Investigasi terhadap Trump terkait koneksi dengan Rusia juga mencuatkan ketidakpastian politik. Hal ini turut menghambat pencapaian dalam perombakan perundang-undangan. Compass Point Research, sebuah perusahaan investasi, bahkan memberi penilaian keras. ”Enam bulan memimpin, Presiden Trump belum memiliki pencapaian penting dalam perundangan-undangan….”
Proteksionisme
Di samping itu, IMF juga melihat gejala proteksionisme menjadi tambahan risiko pertumbuhan ekonomi. Obstfeld menambahkan, sulit mengabaikan retorika proteksionisme Trump. Ini merujuk pada upaya menekan impor dan moto ”America First”.

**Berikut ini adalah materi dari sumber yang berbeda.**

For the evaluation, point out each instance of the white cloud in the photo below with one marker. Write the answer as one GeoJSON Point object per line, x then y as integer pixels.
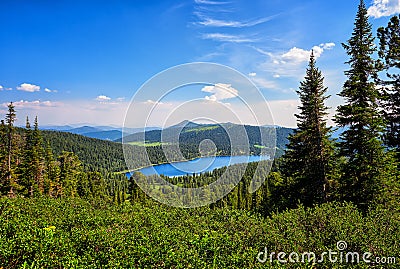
{"type": "Point", "coordinates": [23, 104]}
{"type": "Point", "coordinates": [300, 55]}
{"type": "Point", "coordinates": [227, 38]}
{"type": "Point", "coordinates": [28, 87]}
{"type": "Point", "coordinates": [152, 102]}
{"type": "Point", "coordinates": [327, 46]}
{"type": "Point", "coordinates": [220, 91]}
{"type": "Point", "coordinates": [103, 98]}
{"type": "Point", "coordinates": [383, 8]}
{"type": "Point", "coordinates": [291, 62]}
{"type": "Point", "coordinates": [264, 83]}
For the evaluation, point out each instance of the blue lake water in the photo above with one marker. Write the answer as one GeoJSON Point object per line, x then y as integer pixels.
{"type": "Point", "coordinates": [199, 165]}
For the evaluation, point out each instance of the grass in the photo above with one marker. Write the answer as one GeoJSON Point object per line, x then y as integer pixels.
{"type": "Point", "coordinates": [74, 233]}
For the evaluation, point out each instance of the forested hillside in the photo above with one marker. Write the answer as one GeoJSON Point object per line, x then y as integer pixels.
{"type": "Point", "coordinates": [221, 134]}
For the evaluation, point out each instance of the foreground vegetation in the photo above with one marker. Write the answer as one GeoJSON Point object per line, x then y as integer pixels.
{"type": "Point", "coordinates": [72, 233]}
{"type": "Point", "coordinates": [72, 213]}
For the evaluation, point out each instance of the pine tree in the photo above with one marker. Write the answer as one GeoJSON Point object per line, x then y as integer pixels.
{"type": "Point", "coordinates": [51, 174]}
{"type": "Point", "coordinates": [11, 179]}
{"type": "Point", "coordinates": [26, 169]}
{"type": "Point", "coordinates": [389, 53]}
{"type": "Point", "coordinates": [38, 158]}
{"type": "Point", "coordinates": [3, 156]}
{"type": "Point", "coordinates": [361, 144]}
{"type": "Point", "coordinates": [70, 168]}
{"type": "Point", "coordinates": [308, 158]}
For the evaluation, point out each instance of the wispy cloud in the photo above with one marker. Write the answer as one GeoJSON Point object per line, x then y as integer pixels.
{"type": "Point", "coordinates": [384, 8]}
{"type": "Point", "coordinates": [27, 87]}
{"type": "Point", "coordinates": [48, 90]}
{"type": "Point", "coordinates": [4, 89]}
{"type": "Point", "coordinates": [291, 62]}
{"type": "Point", "coordinates": [228, 38]}
{"type": "Point", "coordinates": [220, 91]}
{"type": "Point", "coordinates": [208, 2]}
{"type": "Point", "coordinates": [23, 104]}
{"type": "Point", "coordinates": [102, 98]}
{"type": "Point", "coordinates": [264, 83]}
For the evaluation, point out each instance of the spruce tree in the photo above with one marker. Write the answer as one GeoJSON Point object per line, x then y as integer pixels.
{"type": "Point", "coordinates": [38, 158]}
{"type": "Point", "coordinates": [3, 156]}
{"type": "Point", "coordinates": [362, 146]}
{"type": "Point", "coordinates": [389, 53]}
{"type": "Point", "coordinates": [26, 169]}
{"type": "Point", "coordinates": [308, 158]}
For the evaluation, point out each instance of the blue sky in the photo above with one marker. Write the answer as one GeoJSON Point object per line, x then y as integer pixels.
{"type": "Point", "coordinates": [82, 61]}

Muncul rumor AS sedang mendalami pengurangan impor baja dan aluminium. Masih ditunggu apa yang akan terjadi terkait proteksionisme ini. Namun, Uni Eropa telah berjanji akan membalas jika ditekan soal komoditas itu.
Sebuah lembaga di Australia, Productivity Commission, telah mengingatkan bahwa proteksionisme Trump akan memberi efek negatif besar bagi Australia. Trump telah pula memunculkan musuh-musuh ekonomi, termasuk dengan mitra dagang utama seperti Kanada dan Meksiko.
Realisasi atas janji Trump membatalkan perjanjian Kawasan Perdagangan Amerika Utara (NAFTA) menambah faktor pada penurunan pertumbuhan ekonomi AS.
Jerman dan China yang merupakan mesin perekonomian dunia pun sudah menolak tunduk pada setiap tekanan AS. Di dalam negeri Trump mengalami masalah, di luar negeri juga demikian dalam relasi ekonomi luar negeri.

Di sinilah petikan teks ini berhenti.